Turn off the laptop and unplug it. Remove the main battery, CD/DVD drive and the hard drive. The hard drive is usually located in a slot on one side of the laptop. Remove the screw that holds the cover in place, then pull the hard drive sled out.
Turn the laptop over and remove the screws on the bottom that hold the keyboard in place. Some of the screws may be covered with stickers or rubber plugs. Flip the laptop over, open it, then lift the keyboard up and out. Unplug the flexible ribbon cable that connects the keyboard to the motherboard.
Unplug the heat sink fan. Remove the screws that hold the heat sink in place, then remove it from the laptop. Release or unscrew the mechanism that holds the original processor in place, then remove it from the laptop.
Apply a thin layer of thermal compound on the processor. Make sure it is securely attached and properly aligned in the CPU housing, then replace the heat sink and fan. Replace the screws, then plug the CPU fan back in.
Connect the keyboard to the motherboard temporarily. Plug in the laptop, restart it, then follow the instructions in your owner's manual to enter the system's BIOS. The new CPU should now be recognized by the BIOS. Turn off the laptop, unplug it, then remove the keyboard.

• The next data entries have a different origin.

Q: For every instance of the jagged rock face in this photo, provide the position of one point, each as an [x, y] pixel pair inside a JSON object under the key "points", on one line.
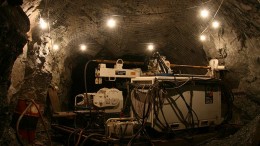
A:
{"points": [[237, 45], [13, 27]]}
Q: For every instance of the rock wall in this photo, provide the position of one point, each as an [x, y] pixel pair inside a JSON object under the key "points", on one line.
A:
{"points": [[14, 24], [237, 46]]}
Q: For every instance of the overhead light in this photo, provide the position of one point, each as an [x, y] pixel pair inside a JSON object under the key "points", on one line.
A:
{"points": [[111, 23], [43, 24], [202, 37], [56, 47], [215, 24], [204, 13], [150, 47], [83, 47]]}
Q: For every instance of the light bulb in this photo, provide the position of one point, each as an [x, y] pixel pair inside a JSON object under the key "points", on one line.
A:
{"points": [[204, 13], [202, 37], [215, 24], [43, 24], [56, 47], [111, 23], [150, 47], [83, 47]]}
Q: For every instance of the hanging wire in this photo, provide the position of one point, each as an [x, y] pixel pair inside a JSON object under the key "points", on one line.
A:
{"points": [[213, 17]]}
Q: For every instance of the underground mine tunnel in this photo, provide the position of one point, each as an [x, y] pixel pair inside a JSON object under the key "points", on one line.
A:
{"points": [[129, 72]]}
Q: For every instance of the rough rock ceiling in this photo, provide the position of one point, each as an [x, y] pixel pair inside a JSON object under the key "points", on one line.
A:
{"points": [[167, 24]]}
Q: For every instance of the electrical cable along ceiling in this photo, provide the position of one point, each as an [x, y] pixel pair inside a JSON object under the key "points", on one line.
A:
{"points": [[167, 24]]}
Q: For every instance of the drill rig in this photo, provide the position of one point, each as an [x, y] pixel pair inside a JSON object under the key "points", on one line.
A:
{"points": [[157, 98]]}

Follow the guide carefully as you reassemble the laptop. Do not strip or over-tighten the screws. Replace any round stickers or rubber plugs you removed to complete the upgrade.
Tips & Warnings
- Laptop components are very sensitive to cold, heat and jarring. Be careful not to hit, bump or drop any of the components during the upgrade.
- If you don't buy the right type of processor, it will not work in your laptop. Also, a faster CPU will produce more heat. Make sure your CPU fan is clean and in good working order.